No, the whole thing that set PJ’s apart was the sauce thing. Revisionist advertising is trying to make us all believe it was somehow always about fresher ingredients or something, like everybody else used produce from yesteryear, but it was really about being able to add a bunch more empty calories to an already dangerous meal. It seemed like such a revolution. Stodgy old Pizza Hut and Dominoes would never have thought so far outside the box to include such a novelty at no extra charge. Papa John’s was going out of its way to help us enjoy our last bites of pizza. So nice. So thoughtful.
The last couple of times I’ve ordered from Papa John’s, however, they neglected to put in the cheese sauce, and it’s been pretty damn hard for me to conceal my disappointment. Being that I’m the only cheese eater in the house, I’ve contained my frustration. Not that the stuff is actually cheese…I mean, who know’s what it is? It’s more akin to “cheese food” or a creamier, liquider version of the canned squeeze cheese, something I’ve always felt guilty about liking but still find completely irresistable.
This last time we ordered pizza I had to speak up; as indefensible as my love of that stupid cheese-ish sauce is, I couldn’t let another Papa John’s experience go by without it. So I told my wife, “Remind them about the cheese dipping sauce. They forgot last time.” I nagged her about it while she was on the phone. “Don’t forget.” “The Cheese Sauce.” “Don’t forget.” She finally told the person on the phone, she listened, said, “Oh…I see.” Then she got off the phone and said to me…
“They’ve discontinued the cheese sause. They’ll throw another garlic sauce in there.”
THEY’VE DISCONTINUED THE CHEESE SAUCE?!? WHAT THE FUCK?!?
“Calm down honey.”
“I don’t know. She didn’t say.”
I cannot conceive of this. I mean, what is the point of ordering Papa John’s instead of Pizza Hut now? They both get things wrong with equal frequency. They both taste marginally good. The only edge Pizza Hut has is that their prices aren’t like the stock market. Whenever we call the Papa John’s in whose praxis delivery wave we live in we have to play this game to find out what the special price of the day is. “We want two medium pizzas.” “That will be twenty-five dollars.” “Oh…yeah…do you have any specials?” “Um…yeah. Two mediums for twelve dollars.” “That’s what I ordered. Why didn’t you tell me that price?” “You didn’t ask for the special.”

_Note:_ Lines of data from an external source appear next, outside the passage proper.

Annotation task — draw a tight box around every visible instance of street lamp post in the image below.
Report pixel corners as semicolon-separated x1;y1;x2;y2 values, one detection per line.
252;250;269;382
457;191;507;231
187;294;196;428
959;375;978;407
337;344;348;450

God I hate them. And now that they’ve ripped cheese dipping sauce out from under me like so many Persian rugs, without warning, without apology, without so much as a shrug, I can see no reason to return to them.
I guess I’ll have to settle for one of the three hundred and fifty thousand local pizza joints in my area that have much better pizza, but no sauce at all.